El original de 1892 del Mariinsky está situado en Francia en la época del Directorio con las bailarinas en traje imperio. José Carlos Martínez lo lleva a 1910 con trajes belle-epoque también con ese corte, largo y estrechos, con cola que se sujeta a la muñeca cuando toca bailar, pero que dejan poco margen al movimiento, diseñados por Iñaki Cobos. En ese primer acto es donde se plasmaría ese lado psicológico del cuento, que Martínez apunta con el detalle del rechazo de Clara a la muñeca recibida, pues ya no se siente niña. El ballet se ha quedado en más que naíf, porque todo en él es plano, sin verdadera emoción.

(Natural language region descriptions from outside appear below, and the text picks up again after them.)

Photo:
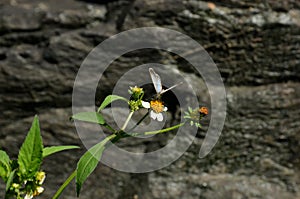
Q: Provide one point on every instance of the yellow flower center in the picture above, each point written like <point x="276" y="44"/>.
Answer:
<point x="157" y="106"/>
<point x="136" y="89"/>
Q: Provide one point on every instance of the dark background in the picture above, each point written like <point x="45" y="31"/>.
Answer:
<point x="255" y="44"/>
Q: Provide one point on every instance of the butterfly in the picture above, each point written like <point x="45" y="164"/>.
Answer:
<point x="203" y="111"/>
<point x="156" y="80"/>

Los niños de la Escuela Ballet de Africa Guzmán elegidos para el primer acto, apenas bailan, son guiados casi siempre en grupo, correteando. Si algo tiene El cascanueces para los pequeños estudiantes de ballet que lo han interpretado es que es en él donde dan sus primeros pasos, realizan sencillas variaciones, pero bailan. En las danzas llamadas “de carácter” vimos una Danza española coreografiada por Antonio Pérez entre escuela bolera y ballet clásico a la que le faltó estructura, liderada por Natalia Muñoz y Aída Badía. La iluminación abusa de lo oscuro en muchos momentos, por lo que no vemos bien a los ratones, ni su elaborada caracterización; si no se ve bien la acción del escenario, algo hay que modificar.
Cristina Casa, como Clara, demuestra sus dotes técnicas, aunque debería trabajar la expresión para evitar el lugar común “infantil” que no necesita, pues es menuda y “muy niña” de aspecto. Siempre es una bailarina eficaz, llegada a la CND tras sus años en el Real Ballet de Flandes, donde interpretó la mayoría de los clásicos, neoclásicos y coreografías contemporáneas para bailarines con formación en ballet. Ahora, aquella compañía, como tantas en Europa, ha sido dejada en manos de la visión contemporánea expresiva de Sidi Larbi Cherkaoui, con lo que en Bélgica también han cortado de cuajo con la tradición del ballet. La escuela de danza asociada a la compañía de Flandes, con sede en Amberes, está intentando recomponerla para no perder un arte que es parte de la historia de Europa.
Junto a Cristina Casa, Alessandro Riga se confirma como la figura masculina de la Compañía Nacional, apuesto, elegante, con grandes saltos y buen giro, cuyas intervenciones saben a poco. En ese camino transita Angel García Molinero, un técnico de altura, con gran extensión de piernas, insuperable en sus grand jetés y preciso en sus innumerables piruetas. Su pareja, el Hada de Azúcar o Sugar Plum Fairy en la denominación anglosajona, ha sido Haruhi Otani, una bailarina en la que siempre se puede confiar, segura, con bello arabesque y resolutiva. Lo que sí notamos es que estos primeros bailarines necesitan un coaching de más excelencia. Se echa de menos a Pino Alosa, maestro y repetidor que ahora está contratado en el Ballet de la Scala de Milán, tras marcharse de la Compañía Nacional de Danza, donde era director artístico adjunto, veterano con los clásicos y neoclásicos. También a bailarines como Esteban Berlanga, que se ha ido al Ballet de Zúrich, o a Aitor Arrieta, que está triunfando en el English National Ballet.
Nos cuentan que el coste de la producción de este Cascanueces ha llegado a unos 700.000 euros y lo preocupante es que las decisiones de José Carlos Martínez para llevarla a cabo no hacen que esa cantidad se luzca en escena. Con los clásicos del ballet hay que tener el mismo cuidado que en literatura, música o pintura se tiene con su pasado. Son la base desde la que entender todo lo que viene después. Quizás se debería haber optado por una coreografía ya existente y confirmada. No estaría nada mal que en la CND tuviésemos las versiones de aquellos coreógrafos clásicos que han probado de sobra su buen hacer. Le enriquecerían. Porque no todo el mundo es coreógrafo.